G&P review of the year

It’s traditionally the time of year where there are reviews of the past twelve months, and awards and honours are handed out to those that have made a positive contribution to society in general or the lives of the rich and influential in particular. So why not?

The Gentleman and Player review of the year.

It started off cold, with snow and stuff. It then got very warm very quickly. In May the temperatures were such that one was knocking around in shorts and tee shirts while away from the playing field or exercise class. Was this unseasonably warm weather early in the year the ‘Arab Spring’ that everyone refers to?
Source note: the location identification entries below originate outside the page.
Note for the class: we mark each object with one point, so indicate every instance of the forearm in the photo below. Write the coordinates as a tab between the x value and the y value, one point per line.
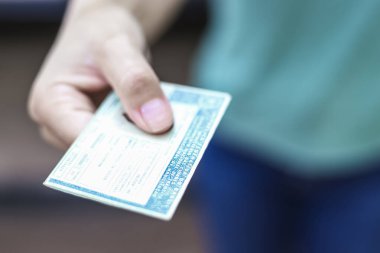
152	16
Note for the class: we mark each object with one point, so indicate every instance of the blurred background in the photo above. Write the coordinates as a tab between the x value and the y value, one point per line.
34	218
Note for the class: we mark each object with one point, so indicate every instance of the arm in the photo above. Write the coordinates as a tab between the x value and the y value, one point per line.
101	46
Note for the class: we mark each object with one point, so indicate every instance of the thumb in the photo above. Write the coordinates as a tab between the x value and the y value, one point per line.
136	84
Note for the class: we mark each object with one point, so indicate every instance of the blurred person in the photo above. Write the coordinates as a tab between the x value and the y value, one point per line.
294	166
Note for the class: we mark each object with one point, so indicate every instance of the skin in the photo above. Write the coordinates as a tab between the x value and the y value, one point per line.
102	45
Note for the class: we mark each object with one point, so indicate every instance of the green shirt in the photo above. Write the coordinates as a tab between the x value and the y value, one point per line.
304	76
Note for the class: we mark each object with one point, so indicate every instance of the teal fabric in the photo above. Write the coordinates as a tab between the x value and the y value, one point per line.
304	76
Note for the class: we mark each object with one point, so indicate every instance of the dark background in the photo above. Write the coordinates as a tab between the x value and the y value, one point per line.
36	219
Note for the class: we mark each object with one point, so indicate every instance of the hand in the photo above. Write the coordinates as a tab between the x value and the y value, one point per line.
96	50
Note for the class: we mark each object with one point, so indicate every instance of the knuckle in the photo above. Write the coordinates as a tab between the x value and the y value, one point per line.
137	82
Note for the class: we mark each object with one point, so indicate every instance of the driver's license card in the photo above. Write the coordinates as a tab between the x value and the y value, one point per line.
115	163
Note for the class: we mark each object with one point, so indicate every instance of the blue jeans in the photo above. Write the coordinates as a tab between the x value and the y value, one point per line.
247	206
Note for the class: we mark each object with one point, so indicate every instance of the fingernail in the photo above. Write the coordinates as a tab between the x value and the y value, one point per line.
157	115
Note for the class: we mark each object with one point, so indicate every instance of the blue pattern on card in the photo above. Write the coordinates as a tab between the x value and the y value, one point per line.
183	160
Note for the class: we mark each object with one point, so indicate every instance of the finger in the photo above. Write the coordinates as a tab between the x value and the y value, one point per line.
63	110
52	139
136	84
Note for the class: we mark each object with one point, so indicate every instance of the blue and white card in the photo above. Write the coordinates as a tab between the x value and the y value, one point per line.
115	163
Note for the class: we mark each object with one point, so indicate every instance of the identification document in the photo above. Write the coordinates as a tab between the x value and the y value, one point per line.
115	163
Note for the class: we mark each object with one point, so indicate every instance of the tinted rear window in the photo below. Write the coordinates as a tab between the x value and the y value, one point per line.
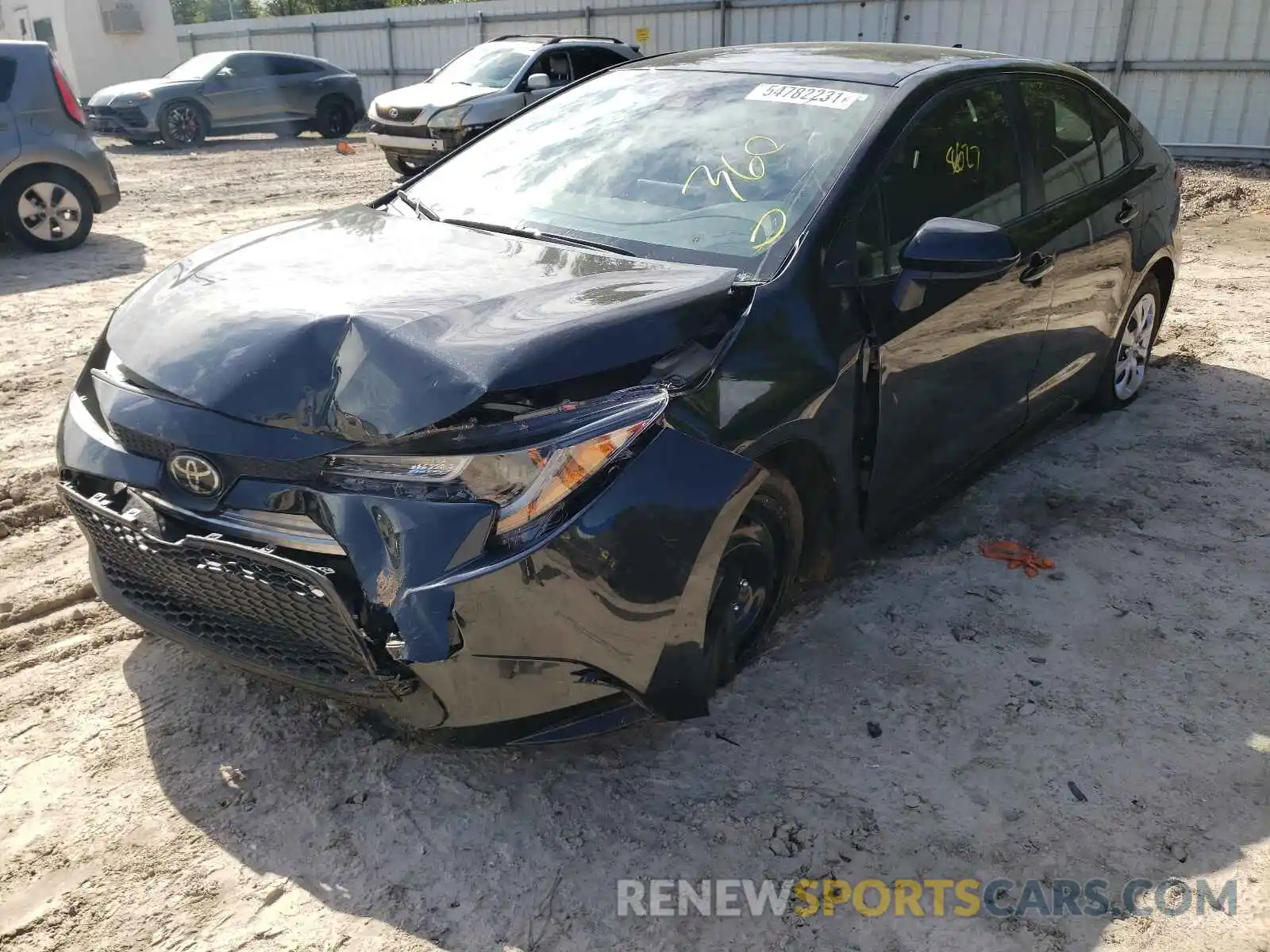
8	70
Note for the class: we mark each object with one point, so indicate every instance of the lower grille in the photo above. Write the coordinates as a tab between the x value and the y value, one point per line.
264	612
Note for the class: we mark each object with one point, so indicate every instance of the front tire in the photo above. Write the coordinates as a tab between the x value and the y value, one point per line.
336	118
1126	367
755	579
183	126
46	209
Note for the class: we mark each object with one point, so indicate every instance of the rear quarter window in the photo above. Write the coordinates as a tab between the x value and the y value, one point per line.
8	71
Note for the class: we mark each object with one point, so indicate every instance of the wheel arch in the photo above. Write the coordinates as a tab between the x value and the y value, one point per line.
1166	273
808	467
333	97
55	167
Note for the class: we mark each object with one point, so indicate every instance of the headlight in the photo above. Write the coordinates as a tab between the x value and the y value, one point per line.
448	118
525	484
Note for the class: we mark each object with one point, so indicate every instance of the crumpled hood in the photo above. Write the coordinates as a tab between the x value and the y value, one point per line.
431	97
366	324
105	97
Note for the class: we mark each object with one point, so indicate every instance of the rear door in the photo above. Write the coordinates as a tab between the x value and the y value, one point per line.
296	84
954	371
10	143
1092	198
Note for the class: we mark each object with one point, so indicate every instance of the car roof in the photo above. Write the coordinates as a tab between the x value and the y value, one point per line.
879	63
552	38
12	48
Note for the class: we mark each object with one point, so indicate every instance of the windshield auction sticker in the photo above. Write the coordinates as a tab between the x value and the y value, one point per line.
806	95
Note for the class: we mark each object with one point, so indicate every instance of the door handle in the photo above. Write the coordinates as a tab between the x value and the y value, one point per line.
1037	268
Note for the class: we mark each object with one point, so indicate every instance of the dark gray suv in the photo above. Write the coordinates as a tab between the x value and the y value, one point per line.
54	178
229	93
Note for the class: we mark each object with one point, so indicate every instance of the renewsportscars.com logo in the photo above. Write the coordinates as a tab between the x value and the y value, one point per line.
924	898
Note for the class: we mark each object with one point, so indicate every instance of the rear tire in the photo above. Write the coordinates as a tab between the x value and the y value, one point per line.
1126	365
755	579
183	126
336	118
46	209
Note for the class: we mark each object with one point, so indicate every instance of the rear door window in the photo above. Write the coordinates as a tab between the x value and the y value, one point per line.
590	59
1115	144
251	67
958	160
1060	132
291	67
8	70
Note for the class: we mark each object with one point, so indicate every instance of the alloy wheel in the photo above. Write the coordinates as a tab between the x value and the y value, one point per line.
336	121
182	125
1134	348
50	211
746	588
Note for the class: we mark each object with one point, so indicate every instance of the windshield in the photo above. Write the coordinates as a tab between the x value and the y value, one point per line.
713	168
492	65
197	67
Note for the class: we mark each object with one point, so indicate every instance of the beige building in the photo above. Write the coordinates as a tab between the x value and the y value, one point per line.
98	42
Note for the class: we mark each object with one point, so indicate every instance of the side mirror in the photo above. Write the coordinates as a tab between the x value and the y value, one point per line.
952	249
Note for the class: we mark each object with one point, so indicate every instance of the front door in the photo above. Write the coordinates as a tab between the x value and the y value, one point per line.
558	69
244	92
952	371
10	145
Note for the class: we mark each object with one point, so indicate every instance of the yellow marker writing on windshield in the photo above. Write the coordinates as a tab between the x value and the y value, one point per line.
774	222
962	156
756	148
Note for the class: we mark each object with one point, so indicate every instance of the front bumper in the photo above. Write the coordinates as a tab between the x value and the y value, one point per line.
414	615
418	143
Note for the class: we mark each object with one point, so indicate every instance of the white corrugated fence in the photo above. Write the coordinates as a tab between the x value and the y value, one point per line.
1195	71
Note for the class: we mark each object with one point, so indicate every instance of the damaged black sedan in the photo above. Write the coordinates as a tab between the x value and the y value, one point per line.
543	441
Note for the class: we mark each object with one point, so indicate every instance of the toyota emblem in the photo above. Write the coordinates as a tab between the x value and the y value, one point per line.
194	475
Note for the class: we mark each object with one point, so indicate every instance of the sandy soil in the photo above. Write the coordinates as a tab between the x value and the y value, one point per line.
150	799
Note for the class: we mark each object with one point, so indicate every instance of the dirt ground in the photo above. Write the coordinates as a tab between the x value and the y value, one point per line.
150	799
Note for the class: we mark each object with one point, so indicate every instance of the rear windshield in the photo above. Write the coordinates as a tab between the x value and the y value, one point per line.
713	168
8	70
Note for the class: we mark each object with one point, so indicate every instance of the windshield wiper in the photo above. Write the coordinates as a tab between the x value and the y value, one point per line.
540	235
419	207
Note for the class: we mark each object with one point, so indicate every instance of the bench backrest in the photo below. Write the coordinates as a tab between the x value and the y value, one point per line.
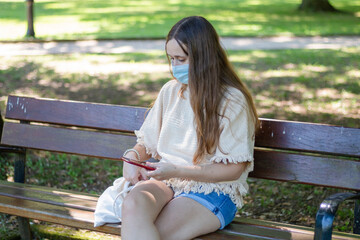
287	151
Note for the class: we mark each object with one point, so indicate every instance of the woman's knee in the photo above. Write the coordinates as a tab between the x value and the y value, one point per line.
145	197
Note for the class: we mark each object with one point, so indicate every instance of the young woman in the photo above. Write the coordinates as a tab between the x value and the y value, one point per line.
201	128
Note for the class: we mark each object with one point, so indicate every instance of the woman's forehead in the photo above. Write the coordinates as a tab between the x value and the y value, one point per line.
173	49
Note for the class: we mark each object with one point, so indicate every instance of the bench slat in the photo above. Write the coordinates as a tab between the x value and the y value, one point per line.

Or is that because it made everyone dress like Mediterraneans? Either way, it was warm.

Which was good, because Summer itself, although not cool, did not live up to the expectation. I had enough barbeque gas stock piled in my shed to fuel a space shuttle launch, had NASA decided to continue with the programme. They didn’t and mankind took a giant step backwards, the space shuttle joining Concorde in the cabinet of things we used to be able to afford to run but can’t any longer. We now have to rely on the Russians to get stuff into space. This is the same people that we rely on for our supply of gas and, if their success at launching rockets is any indication of the quality of their products, it’s probably a good job I never got round to using any of the stuff to cremate some chicken legs.
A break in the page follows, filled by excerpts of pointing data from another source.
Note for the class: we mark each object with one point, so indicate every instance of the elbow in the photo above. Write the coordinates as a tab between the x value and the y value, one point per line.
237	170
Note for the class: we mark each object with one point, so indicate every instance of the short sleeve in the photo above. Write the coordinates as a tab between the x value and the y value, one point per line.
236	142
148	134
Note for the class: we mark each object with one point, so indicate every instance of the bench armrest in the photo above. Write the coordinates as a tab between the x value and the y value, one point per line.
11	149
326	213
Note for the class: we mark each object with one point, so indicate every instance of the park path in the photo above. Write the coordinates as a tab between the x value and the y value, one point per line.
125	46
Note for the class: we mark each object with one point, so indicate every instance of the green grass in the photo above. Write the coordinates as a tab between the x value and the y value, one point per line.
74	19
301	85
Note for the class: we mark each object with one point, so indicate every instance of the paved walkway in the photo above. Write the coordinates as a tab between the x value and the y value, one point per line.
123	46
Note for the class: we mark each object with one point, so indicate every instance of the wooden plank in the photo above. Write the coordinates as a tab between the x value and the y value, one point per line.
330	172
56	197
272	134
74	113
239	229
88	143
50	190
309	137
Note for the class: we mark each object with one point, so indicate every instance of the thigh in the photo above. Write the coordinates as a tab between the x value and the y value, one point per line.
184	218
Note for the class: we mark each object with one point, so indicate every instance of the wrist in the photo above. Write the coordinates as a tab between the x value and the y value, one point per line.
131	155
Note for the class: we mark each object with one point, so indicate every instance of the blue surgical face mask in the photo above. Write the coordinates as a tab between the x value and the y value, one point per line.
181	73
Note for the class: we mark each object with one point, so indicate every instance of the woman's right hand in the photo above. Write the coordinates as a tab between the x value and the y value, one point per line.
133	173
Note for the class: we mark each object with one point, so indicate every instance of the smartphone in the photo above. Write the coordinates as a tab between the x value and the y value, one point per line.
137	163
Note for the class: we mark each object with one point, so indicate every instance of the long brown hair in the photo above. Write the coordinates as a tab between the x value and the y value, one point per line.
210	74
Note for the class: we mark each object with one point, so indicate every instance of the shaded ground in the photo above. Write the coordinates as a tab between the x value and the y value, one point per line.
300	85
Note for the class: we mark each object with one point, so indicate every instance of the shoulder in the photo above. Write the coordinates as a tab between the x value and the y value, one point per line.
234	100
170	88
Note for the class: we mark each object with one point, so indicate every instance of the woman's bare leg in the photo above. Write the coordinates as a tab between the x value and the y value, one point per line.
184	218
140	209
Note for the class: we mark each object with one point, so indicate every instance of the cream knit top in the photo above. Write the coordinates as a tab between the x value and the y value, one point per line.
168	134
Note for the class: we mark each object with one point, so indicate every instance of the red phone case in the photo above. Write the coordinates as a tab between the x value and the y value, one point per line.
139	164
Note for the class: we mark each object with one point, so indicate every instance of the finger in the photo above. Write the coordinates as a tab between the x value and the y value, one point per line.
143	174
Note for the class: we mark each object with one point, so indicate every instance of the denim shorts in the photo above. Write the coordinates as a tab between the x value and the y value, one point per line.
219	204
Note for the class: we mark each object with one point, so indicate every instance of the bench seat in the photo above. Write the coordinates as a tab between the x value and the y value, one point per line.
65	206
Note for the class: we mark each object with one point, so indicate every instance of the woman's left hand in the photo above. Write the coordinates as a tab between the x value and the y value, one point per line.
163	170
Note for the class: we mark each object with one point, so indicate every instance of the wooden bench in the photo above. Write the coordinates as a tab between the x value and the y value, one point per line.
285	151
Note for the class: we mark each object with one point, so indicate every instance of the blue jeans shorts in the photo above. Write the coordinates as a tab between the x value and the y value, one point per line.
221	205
Later in the year we had riots in England. The media at the time and since tried hard to suggest that the trigger for this was anger. Anger at the police, anger at the ‘haves’ by the ‘have nots’ and anger at society generally. What it seemed to be most of all was anger at plate glass windows of J B Sports shops.

The year rounded off with protest camping. Interestingly, the growth in protest camping and the need for equipment was not enough to stop ‘Blacks’, the high street camping retailer (and so presumably best placed of all to sell you stuff that would allow you to camp on the High Street) going into receivership. This demonstrates that either the campers were actually so angry with society that they looted their equipment, or they bought on-line, just like everyone else.

Oh shit, just realised that Blacks is where I buy my barbeque gas. Good job I stock-piled.